Srimad Bhagavatam Mahatmyam Chapter 1, Sloka 4: Bhakti gnanaviragapta…
Translation: How do Vaishnavars, through Bhakti, wisdom and the realisation of the self leading to detachment and indifference to sensual enjoyment (vairagya), overcome the ignorance created by Maya?
Interpretation: Who are Vaishnavars? Vishnavars are bhaktas who surrender to Lord Vishnu and dedicate all their actions to the lotus feet of the Supreme. They lead a detached life and are indifferent to sensual pleasures. Through knowledge and wisdom, they have overcome Maya or delusion that everything is real. They know that there is only steadfast and unalloyed Bhakti can lead to the liberation of the soul.
Can we become Vaishnavars? Well, in today’s world where we are surrounded by pulls and pressures, good and evil, pleasure and pain, it may sound difficult to become true Vaishnavars. But there is a way out. Surrender all your actions to the Supreme, in the midst of your busy schedule, consciously snatch moments where you remember the Supreme and surrender yourself. It could be just for a few seconds but do it consciously. You may be having your coffee, but close your eyes, think of the lovely coffee beans, in the midst of lush green mountains and how all this is god’s creation; thank God for giving you your cup of coffee. That is enough. You have your piping hot coffee, you also have your sip of bhakti!
The issue in today’s world is multi-tasking. When you have your coffee, you check your WhatsApp or Twitter. So, are you really enjoying your coffee or tea? Or your breakfast even as you watch TV or check your emails? Focus on each task and dedicate it to the Supreme. Do not get lost in a maze of things.
Every morning, look towards the rising sun; if you are in a highrise, look at the onset of dawn and thank the Supreme for the day and seek His guidance. ‘Hold my hand, lead my mind and take me on the road of truth and wisdom. I may falter, but every time I fall, pick me up and lead me, Oh Mahaprabhu.’
Let every day be a celebration in the name of the Supreme. Remember, you die only once, but you live every day. Death is not the greatest loss of life; loss is when life dies inside you while you are alive. So celebrate your life in the name of the Supreme.
Do not be in a rat race. As The Wise One said: I am in no competition with anyone. I have my desire to play the game of being better, with everyone. I am simply trying to be a better person than what I was yesterday.
Similarly, as dusk sets in, take a moment and thank the Supreme. You could do this even before you retire for the day. Analyse what you did in the day and how you could have been a better person.
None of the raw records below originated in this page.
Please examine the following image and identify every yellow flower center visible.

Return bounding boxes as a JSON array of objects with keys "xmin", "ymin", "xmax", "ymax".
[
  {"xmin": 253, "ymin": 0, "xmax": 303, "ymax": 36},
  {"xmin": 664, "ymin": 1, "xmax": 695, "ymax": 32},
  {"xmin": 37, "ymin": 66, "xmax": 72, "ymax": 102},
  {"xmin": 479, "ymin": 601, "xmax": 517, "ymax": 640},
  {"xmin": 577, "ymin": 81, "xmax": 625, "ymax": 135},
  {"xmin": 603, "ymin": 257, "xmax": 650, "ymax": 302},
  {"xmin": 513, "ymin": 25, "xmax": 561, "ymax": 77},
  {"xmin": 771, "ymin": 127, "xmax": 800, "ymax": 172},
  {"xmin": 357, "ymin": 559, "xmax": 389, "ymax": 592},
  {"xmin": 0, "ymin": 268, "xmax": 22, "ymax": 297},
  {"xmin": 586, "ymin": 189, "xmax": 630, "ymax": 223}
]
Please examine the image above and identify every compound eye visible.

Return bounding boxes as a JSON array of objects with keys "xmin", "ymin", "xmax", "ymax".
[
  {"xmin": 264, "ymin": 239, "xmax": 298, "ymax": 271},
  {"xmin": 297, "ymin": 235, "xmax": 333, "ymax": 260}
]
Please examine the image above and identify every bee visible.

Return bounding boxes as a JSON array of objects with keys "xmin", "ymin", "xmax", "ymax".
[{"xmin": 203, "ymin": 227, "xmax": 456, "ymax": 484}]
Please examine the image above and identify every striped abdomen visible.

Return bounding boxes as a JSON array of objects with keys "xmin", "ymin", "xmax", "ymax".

Thank Nidra Devi – the goddess of sleep – for putting you to rest after a day’s hard work.
So, how can you be a better person? Just a few simple words can make you a better person and make others feel good. There is a story of a kind senior officer in a cold storage plant who used to wish the guard at the gate a good morning and a good day. After work, he would again wish him well. He treated the guard as a human being and did not look down upon him.
One day, the officer completed his work and was walking towards his car when he had a doubt on whether his workers had correctly calibrated the temperature in a critical cold storage unit. As he entered in, the high-security door got automatically locked and he was trapped. It was -5 deg C in the unit. The officer shouted and banged the door for help, but there was none around.
A few minutes later, he was on the verge of fainting. Life was slowly and surely ebbing out of him. As he slipped into a semi-conscious state, he saw a faint light around him. With folded hands, he realised it was God and that his time was up. He soon passed out.
A few hours later, he woke up and found himself in the company’s hospital. How am I alive he asked the doctor who pointed to the guard who rescued him. The officer then asked the guard how he found him in the cold storage plant.
The guard replied: “Sir, you are the only one officer who wishes me a good morning and a good day as you go out. Today, I missed your good day message in the evening and knew that you must be somewhere and in trouble. So I came searching for you and found you unconscious and your body was about to turn blue due to the cold. You were looking upward and had your hands folded. I rushed you to the hospital”.
The faint light the officer saw was when the guard opened the door.
Just a few kind words saved the officer’s life. So, first learn to thank anyone who serves you, even if he is your servant or guard. That kindness can lead to mental happiness and, ultimately, to Bhakti.
You may not get along with someone. You may not want to associate with them. You may not want to be their friend. But that doesn’t mean you can’t have good intentions or wish them the best. While you may not interact with the person or directly help them in any way, you can still hope that they find their way and eventually achieve happiness.
This may sound inconsequential, but the implications are tremendous. Cultivating compassion toward others (even people we will never meet) is closely linked to mental health and well-being. It makes us feel more socially connected to everyone and it allows us to maintain a positive outlook on life as a whole. (Courtesy WhatsApp Forward).
This mental happiness can lead to bhakti and detachment.
Faith in God is important. Faith is a small word but has supreme implications. The problem in today’s world is that we have doubts in our faith and full faith in our doubts. True faith in the Supreme is the best medicine.